The arrival of more rebel troops has done nothing to ease desperate conditions for thousands of trapped civilians however.
Syrian state media said regime forces had foiled an attempt by rebel fighters to infiltrate Qusayr from Lebanon, inflicting "heavy losses" in the process.
Regime and rebels view the battle of Qusayr as a litmus test in the conflict. A decisive victory for Mr Al Assad and his allies, Iran and Hizbollah - the Shiite militia has deployed fighters to the battle - would bolster their claim of gaining momentum in the fight to suppress a two-year rebellion.
But with each day the rebels are able to hold out, the prowess of elite regime forces and Hizbollah - each of which dispatched their own reinforcements this week - gets undermined.
The role of Shiite militants from Hizbollah has added to spiralling sectarian tensions and, on Thursday, was cited by the SNC as the reason for refusing to take part in the proposed Geneva 2 peace initiative.

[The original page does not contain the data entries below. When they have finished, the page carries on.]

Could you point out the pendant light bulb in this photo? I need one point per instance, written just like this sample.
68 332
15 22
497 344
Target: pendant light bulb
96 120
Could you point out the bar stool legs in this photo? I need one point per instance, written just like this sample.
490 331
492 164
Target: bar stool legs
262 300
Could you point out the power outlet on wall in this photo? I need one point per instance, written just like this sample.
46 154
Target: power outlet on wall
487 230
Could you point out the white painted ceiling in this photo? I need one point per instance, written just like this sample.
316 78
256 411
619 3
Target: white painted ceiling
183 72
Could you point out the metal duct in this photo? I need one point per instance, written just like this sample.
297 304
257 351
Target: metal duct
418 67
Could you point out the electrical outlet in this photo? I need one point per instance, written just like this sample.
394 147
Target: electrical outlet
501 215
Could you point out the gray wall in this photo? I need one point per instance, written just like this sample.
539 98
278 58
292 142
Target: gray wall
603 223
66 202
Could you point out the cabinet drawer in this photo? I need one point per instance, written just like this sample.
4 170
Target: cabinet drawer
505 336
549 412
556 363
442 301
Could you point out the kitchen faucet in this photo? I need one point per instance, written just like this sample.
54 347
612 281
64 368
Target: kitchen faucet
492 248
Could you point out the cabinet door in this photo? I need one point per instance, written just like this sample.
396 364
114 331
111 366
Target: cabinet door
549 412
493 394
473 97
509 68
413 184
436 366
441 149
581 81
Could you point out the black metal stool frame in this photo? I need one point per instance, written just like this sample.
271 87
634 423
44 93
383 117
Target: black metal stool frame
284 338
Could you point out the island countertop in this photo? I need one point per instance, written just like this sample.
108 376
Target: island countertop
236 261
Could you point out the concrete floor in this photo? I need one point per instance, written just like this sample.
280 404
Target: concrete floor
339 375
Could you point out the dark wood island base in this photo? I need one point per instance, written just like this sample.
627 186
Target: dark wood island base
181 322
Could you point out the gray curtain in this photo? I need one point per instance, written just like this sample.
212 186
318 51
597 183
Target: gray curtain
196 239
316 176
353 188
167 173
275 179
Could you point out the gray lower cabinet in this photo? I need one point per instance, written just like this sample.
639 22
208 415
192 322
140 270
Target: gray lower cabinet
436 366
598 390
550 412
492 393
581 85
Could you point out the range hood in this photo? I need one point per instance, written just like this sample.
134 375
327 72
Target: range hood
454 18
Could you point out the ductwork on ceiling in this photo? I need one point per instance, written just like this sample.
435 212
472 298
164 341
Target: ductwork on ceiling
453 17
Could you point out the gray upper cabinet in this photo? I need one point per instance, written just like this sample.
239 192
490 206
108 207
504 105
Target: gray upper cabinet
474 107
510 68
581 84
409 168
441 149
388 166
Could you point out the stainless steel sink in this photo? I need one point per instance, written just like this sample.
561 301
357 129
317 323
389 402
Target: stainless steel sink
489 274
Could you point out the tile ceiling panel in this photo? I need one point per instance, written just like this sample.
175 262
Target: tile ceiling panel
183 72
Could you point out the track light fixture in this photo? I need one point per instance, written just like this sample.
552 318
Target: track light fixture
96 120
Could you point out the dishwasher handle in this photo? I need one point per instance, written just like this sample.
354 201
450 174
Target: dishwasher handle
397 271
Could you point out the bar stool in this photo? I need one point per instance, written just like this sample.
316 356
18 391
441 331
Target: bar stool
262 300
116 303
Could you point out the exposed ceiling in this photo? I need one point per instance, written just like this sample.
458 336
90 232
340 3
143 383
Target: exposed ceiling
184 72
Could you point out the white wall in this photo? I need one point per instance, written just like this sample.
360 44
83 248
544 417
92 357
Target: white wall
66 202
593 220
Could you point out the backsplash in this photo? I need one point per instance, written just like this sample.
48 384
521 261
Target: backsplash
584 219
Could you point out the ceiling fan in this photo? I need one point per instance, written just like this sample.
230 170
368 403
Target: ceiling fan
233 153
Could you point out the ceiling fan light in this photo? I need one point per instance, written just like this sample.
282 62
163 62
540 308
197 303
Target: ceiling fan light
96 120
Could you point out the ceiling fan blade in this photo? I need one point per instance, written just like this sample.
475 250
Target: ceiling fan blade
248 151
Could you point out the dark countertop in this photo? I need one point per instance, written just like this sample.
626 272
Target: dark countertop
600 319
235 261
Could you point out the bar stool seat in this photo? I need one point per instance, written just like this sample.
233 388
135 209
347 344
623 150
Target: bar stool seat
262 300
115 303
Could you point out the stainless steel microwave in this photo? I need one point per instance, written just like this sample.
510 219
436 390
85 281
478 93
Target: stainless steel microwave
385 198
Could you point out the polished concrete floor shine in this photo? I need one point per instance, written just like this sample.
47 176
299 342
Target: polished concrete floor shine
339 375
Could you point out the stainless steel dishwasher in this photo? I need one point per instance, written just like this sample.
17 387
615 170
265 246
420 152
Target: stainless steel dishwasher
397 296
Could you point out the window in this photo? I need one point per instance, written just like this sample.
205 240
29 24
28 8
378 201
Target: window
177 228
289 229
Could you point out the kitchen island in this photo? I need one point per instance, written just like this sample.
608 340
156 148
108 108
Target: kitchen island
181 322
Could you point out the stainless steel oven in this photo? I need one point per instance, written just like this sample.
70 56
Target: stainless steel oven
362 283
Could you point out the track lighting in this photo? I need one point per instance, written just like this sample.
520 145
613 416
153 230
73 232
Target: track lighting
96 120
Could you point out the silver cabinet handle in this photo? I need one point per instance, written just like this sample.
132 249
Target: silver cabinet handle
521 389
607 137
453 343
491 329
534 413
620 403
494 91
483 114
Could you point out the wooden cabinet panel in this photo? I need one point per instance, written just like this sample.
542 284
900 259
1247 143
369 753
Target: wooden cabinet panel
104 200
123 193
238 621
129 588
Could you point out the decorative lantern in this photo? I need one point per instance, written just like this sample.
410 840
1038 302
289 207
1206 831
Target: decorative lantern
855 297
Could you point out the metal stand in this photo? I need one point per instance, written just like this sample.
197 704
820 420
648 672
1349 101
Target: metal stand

International supporters of the Syrian opposition, including Turkey, the US, Qatar, Saudi Arabia and France, have all put pressure on the SNC to attend the proposed talks, tentatively scheduled to take place this month.
Those same international backers also appeared to have played a major role in getting the SNC to expand its membership from 63 seats to 114, in a decision taken in the early hours of yesterday morning.
Under the deal, 14 new seats were allocated to opposition activist groups based inside Syria, 15 seats were given to the Free Syrian Army and 16 seats given to a liberal, secular block headed by veteran dissident Michael Kilo. The remainder was given to independents and members of the Syrian National Council, a major opposition faction.
The decision to expand had been fiercely resisted by a majority of existing SNC members, prompting a deluge of criticism, both from Syrian activists and international supporters of the opposition, who contrasted the desperate fighting in Qusayr with the divisive, self-interested politicking of rival opposition factions in five-star hotels in Istanbul.
"At last the opposition did something right: adding the members who will represent the grassroots activists was a good move," said an opposition campaigner in Damascus.
Also yesterday, the Russian Interfax news agency reported that Moscow might supply 10 MiG-29 fighter jets to Mr Al Assad's forces, in what would be a new supply contract of military hardware.
Russia, the principal international supporter of the Syrian regime, has been the major arms supplier Mr Al Assad but has insisted it is only fulfilling existing deals, not signing new ones.
However, a day after the Syrian president publicly suggested a consignment of advanced Russian anti-aircraft missiles were already in his hands, newspapers in Moscow reported that delivery was unlikely to take place until next year at the earliest.
Western backers of the Syrian oppositions have hesitated to provide them weapons over fears these could fall into the hands of Islamist rebel groups such as Al Nusra Front, which was yesterday slapped with an international asset freeze and arms embargo by the Security Council over its links with Al Qaeda in Iraq.